Так как дистанция велика, я позволяю им подойти. Затем мы подвсплываем и описываем дугу, заходя в бортовой сектор. Пока мы занимаем благоприятную позицию, настаёт вечер.
На фоне светлого вечернего неба прекрасно видны тёмные силуэты судов. Я выбираю три самых больших: танкер в двенадцать тысяч тонн, танкер в пять тысяч шестьсот тонн и грузовое судно тоже около семи тысяч тонн.
Наблюдаю в перископ. Первый вахтенный офицер внизу подаёт команды на пуск торпед: первый выстрел — нормально, второй выстрел — нормально, третий!.. третьего выстрела нет.
Внизу глухой говор. Я не прислушиваюсь к нему. Всё моё внимание — выпущенным торпедам. Наконец слышно, как третья торпеда вышла. Но задержка в пуске чревата промахом.
Ура! Есть первое попадание. Это «Кадиллак», танкер. Двенадцатитысячник. Глухой удар взрыва, столб воды, и вслед за этим судно окутывает жёлто-коричневый дым.

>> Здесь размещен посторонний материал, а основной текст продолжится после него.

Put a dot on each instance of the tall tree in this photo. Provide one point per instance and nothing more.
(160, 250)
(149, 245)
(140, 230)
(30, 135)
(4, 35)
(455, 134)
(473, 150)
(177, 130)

Второе попадание! Я не верю своим глазам. Это пароход, в который мы вовсе и не целились: «Грация», водоизмещением семь тысяч тонн.
Вслед за ним подрывается грузовой семитысячник.
Все три торпеды сработали хорошо. Никто не избежит гибели.
Мы отходим, и позади нас уже гремят взрывы глубинных бомб. Я вызываю унтер-офицера, торпедного механика.
— Что случилось, Тевес? — спрашиваю я его. — Почему выстрел запоздал?
Он стоит передо мной, совершенно потерянный:
— Разрешите доложить, господин капитан-лейтенант?.. Я поскользнулся и потому промахнулся рукой и схватил боевую рукоятку аппарата, из которого уже выпустили торпеду.
Я невольно рассмеялся:
— Ну, не совсем же промахнулся. Скорее попал. Твой промах добавил нам около полутора тысяч тонн!
Он смущённо молчит. Затем задаёт вопрос:
— И сколько всего, господин капитан-лейтенант?
— Двадцать четыре тысячи, — отвечаю я.
Мой ответ разносится по лодке молниеносно. Лица светлеют, как небо после долгой дождливой погоды.